Because less than 1% of prescriptions were filled beyond 30 days, a patient was designated as having first-filled if the prescription was claimed within 30 days of the EHR order date. Kaplan–Meier analysis was used to examine time until prescription first-fill and to stratify estimates by patient characteristics (log-rank test). The primary outcome of adherence was based on patients who were classified as either fillers or non-fillers. Univariate analysis was conducted to determine which characteristics were related to first-fill. Skewed continuous data were categorized prior to univariate analyses. Categorical and ordinal variables were analyzed using Chi-Square tests, Fisher’s exact test, and Cochran Armitage trend tests. Continuous variables were assessed using t-tests and Wilcoxon rank sum tests, where appropriate. A multiple logistic regression model was conducted to determine those variables that independently predicted first-fills. Variables were considered for inclusion in the multivariate model when bivariate p-values were less than 0.15. The final model was developed using a backwards selection process and the decision to retain covariates was based on both improvement on model fit and scientific plausibility.6 All two-way interactions of retained covariates were examined. As a secondary analysis and validation of the methods, change in A1c was compared between fillers and non-fillers. For this analysis, two-sample t-tests were used to compare baseline A1c (value occurring closest to but before and within 6 months of initial order), follow-up A1c (value occurring closest to but within 31–365 post order), and the change in A1c (difference between baseline and follow-up, limited to those patients who had both values). Analyses were conducted with the SAS statistical software package version 9.1 (SAS Institute Inc., Cary, NC). This study was approved by the Geisinger Institutional Review Board.

RESULTS

Sample Demographics

There were 1,132 patients who met all inclusion criteria. Of this sample, 57% (649) were women and 95% (1077) were Caucasian. The median age was 49 years. Biguanides and sulfonylureas constituted 90% of all naïve prescriptions, reflecting the standard practice of initiating antihyperglycemic therapy with these first-line agents (Table 1).

Table 1.

Patient and Prescription Characteristics

  Percent of sample Percent first-filled1 p-value
Overall  = 1,132 85%
Patient characteristics
Gender
Male 43% 84% 0.452
Female 57% 86%
Race
Caucasian 95% 85% 0.152
Other 5% 78%
Charlson index*
0 18% 84% 0.283
1 51% 84%
2+ 31% 87%
Number of office visits in prior 6 months
0 28% 83% 0.143
1–4 52% 85%
5+ 20% 88%
Number of drugs ordered (+/− 10 days)
1 24% 86% 0.393
2–3 44% 86%
4–7 28% 82%
8+ 4% 88%
Prescription characteristics
First prescribed
Biguanide only 70% 86% 0.00032
Sulfonylurea only 16% 89%
Insulin only 5% 74%
Multiple medications or other 9% 73%
Number of refills written on initial prescription
0 5% 85% 0.0493
1–4 19% 79%
5+ 76% 87%
Copay amount
$0 – $10.00 66% 89% 0.0012
$10.01+ 34% 77%

1Adherence was defined as prescription fill within 30 days of initial order

2Chi-square test; 3Cochran–Armitage trend test

*HIV was not included in the Charlson index due to IRB restrictions

First-fill Rates and Associated Factors

Overall, 85% (962) of patients filled their naïve prescriptions within a 30-day period, most within 5 days of the prescription date.
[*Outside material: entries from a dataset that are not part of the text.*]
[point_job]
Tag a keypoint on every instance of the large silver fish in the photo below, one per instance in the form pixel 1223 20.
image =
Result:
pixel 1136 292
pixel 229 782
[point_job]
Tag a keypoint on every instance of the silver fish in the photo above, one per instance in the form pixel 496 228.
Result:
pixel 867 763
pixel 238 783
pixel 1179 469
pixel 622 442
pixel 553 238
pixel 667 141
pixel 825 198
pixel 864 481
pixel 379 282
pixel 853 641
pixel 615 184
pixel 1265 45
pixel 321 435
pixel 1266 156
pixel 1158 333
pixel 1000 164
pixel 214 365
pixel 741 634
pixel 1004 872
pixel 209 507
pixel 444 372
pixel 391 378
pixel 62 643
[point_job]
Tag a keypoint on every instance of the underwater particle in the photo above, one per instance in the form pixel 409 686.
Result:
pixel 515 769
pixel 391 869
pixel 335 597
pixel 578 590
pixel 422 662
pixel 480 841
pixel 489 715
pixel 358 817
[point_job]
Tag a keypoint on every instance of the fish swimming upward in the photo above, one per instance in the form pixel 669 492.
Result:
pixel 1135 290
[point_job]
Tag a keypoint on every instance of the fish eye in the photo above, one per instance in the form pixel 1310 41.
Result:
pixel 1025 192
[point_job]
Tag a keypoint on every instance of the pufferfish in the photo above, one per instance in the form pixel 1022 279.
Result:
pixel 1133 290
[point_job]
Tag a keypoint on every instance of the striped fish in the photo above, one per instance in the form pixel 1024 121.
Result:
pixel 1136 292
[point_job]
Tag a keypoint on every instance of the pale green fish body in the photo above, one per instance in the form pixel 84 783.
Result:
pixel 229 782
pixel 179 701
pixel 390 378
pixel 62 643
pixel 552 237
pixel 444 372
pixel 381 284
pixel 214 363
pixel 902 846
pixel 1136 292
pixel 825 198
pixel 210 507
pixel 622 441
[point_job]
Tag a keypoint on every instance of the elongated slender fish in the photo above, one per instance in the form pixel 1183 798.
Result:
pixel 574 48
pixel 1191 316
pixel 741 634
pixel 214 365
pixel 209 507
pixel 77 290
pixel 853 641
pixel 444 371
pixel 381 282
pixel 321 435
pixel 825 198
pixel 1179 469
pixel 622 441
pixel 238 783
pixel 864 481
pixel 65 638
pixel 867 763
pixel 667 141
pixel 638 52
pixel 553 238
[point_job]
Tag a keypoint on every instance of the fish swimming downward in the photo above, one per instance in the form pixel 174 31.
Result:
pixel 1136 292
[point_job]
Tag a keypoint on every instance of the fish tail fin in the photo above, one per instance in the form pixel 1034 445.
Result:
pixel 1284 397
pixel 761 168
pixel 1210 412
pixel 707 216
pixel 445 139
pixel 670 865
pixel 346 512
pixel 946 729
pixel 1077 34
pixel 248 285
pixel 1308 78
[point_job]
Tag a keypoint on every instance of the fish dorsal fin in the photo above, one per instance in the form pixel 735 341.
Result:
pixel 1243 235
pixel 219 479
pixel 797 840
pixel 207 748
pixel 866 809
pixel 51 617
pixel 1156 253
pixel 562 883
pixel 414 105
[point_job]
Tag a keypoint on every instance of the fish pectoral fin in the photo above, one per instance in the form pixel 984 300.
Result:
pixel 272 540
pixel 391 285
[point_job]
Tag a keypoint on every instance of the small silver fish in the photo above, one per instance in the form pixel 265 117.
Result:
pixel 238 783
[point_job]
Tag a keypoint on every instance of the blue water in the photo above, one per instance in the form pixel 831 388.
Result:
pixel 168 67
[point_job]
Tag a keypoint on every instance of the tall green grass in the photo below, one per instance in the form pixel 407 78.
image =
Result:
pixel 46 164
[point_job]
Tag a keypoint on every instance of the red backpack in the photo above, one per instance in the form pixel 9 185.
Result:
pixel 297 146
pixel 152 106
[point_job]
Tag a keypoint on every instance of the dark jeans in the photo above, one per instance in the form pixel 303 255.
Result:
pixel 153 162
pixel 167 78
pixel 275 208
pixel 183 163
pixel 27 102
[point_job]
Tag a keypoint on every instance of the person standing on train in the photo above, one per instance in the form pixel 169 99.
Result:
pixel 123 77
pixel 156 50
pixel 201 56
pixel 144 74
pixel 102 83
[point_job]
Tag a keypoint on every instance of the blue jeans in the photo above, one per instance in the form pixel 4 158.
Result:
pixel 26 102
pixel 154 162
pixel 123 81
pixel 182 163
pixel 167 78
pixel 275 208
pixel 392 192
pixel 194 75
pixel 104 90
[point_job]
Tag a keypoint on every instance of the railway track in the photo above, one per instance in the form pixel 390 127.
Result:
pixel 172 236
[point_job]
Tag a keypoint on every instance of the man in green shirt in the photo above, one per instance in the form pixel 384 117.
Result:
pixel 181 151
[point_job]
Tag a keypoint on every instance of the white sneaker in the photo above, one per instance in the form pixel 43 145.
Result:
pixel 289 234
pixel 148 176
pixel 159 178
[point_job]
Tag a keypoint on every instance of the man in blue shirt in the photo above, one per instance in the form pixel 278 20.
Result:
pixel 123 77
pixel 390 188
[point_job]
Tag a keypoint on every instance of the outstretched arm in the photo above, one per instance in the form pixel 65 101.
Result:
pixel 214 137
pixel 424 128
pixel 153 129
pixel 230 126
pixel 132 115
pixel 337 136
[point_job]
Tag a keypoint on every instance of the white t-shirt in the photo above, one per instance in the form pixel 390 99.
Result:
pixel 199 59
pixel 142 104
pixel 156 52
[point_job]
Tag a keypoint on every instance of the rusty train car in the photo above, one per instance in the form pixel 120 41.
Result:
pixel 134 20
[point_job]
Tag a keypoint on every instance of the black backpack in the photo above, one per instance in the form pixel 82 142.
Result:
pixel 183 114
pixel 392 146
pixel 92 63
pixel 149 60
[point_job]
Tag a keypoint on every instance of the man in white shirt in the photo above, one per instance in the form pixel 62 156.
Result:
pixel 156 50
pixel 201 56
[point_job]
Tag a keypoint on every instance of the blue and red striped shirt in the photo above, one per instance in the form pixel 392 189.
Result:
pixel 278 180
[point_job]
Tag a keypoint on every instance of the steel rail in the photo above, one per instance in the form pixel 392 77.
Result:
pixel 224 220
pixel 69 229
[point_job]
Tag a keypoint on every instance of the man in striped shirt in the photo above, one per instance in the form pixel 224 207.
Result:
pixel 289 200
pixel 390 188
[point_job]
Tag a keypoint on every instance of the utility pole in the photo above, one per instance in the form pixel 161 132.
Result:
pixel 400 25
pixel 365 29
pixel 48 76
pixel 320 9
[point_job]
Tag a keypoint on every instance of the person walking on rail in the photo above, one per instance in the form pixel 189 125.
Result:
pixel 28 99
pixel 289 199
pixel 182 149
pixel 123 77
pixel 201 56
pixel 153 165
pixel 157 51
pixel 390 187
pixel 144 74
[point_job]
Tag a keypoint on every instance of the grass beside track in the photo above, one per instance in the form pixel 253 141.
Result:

Copays of less than $10 resulted in a first-fill rate of 89%; copays greater than $10 resulted in a 77% fill rate ( = 0.001, Table 1). In a multivariate model, prescriptions with copays less than $10 were over twice as likely to be filled than prescriptions with copays greater than $10. (Table 2).

Table 2.

Multiple Regression Model for Predicting 30-day First-Fill

  Odds ratio 95% CI -value
Initial medication order 0.032
Biguanide only Reference
Sulfonylurea only 0.88 [0.52, 1.46]
Insulin only 0.53 [0.24, 1.19]
Multiple medications or other 0.44 [0.23, 0.86]
Baseline A1c1 0.017
A1c: <9% Reference
A1c: 9%+ 2.63 [1.35, 5.09]
Copay amount <0.0001
$0–$10.00 2.22 [1.57, 3.14]
$10.01+ Reference

*An odds ratio greater than 1 indicates a greater likelihood of a patient filling a naïve prescription

1Baseline A1c levels are values closest in time to, but up to six months before naïve prescription

First-fill rates differed by therapeutic class and route of administration. While no differences were observed in rates between biguanides and sulfonylureas, prescriptions for biguanides or sulfonylureas were more likely to be filled (87%) than prescriptions for all other antidiabetic agents (74%, < 0.0001). Additionally, the first-fill rate for injectable insulin was 74%, significantly less than the rate for oral agents (86%,  = 0.030).

The following factors had no relationship to first-fill rate: age, sex, race, morbidity score, number of office visits, prescribing a drug during an office visit, and total number of medications ordered ten days either before or after the index medication order.

Impact of First-Fill Adherence on A1c values

Five hundred and sixty-five patients had A1c values both at baseline and follow-up (Table 3). At baseline, the mean A1c levels for patients that were above goal was statistically different for patients who eventually filled their prescriptions (mean = 8.3%, SD = 1.9) compared to those patients who did not fill their prescription (mean = 7.7%, SD = 1.5,  = 0.004). After the index medication order date, absolute reductions in A1c values for patients who filled their prescription were 3.25 times that of non-filling patients (1.3% reduction in the fill group vs. 0.4% in the no-fill group,  < 0.0001).

Table 3.

Patient A1c by Fill and Non-Fill Group

  First-filled,  = 486 % (SD) No First-Fill,  = 79 % (SD) p-value
Baseline A1c (within 6 months pre-order) 8.3% (1.9) 7.7% (1.5) 0.0041
Follow-up A1c (within 12 months post-order) 7.0% (1.1) 7.3% (1.5) 0.0611
Change from baseline to follow-up −1.3% (1.7) −0.4% (1.7) 0.00011

Adherence was defined as prescription fill for a diabetic medication within 30 days of initial order

SD = standard deviation

1Two-sample t-test

Predictors of First Fills from a Logistic Regression Model

All statistically significant and clinically meaningful individual predictors (i.e. found in Table 1) were considered in a logistic regression model to determine the best predictors of first-fills (Table 2). Compared to biguanides, patients prescribed multiple medications or other oral antihyperglycemic medication (excluding sulfonylureas) were significantly less likely to fill their naïve prescription (OR 0.44, 95% CI 0.23, 0.86). A1c levels ≥ 9% (OR 2.63, 95% CI 1.35, 5.09) and copays ≤ $10 (OR 2.22, 95% CI 1.57–3.14) were associated with higher fill rates.

DISCUSSION

Among patients prescribed a new medication for diabetes, we found a first-fill rate of 85%. In multivariable analysis, three variables were significantly associated with filling such a prescription: baseline A1c, copay, and choice of initial medication.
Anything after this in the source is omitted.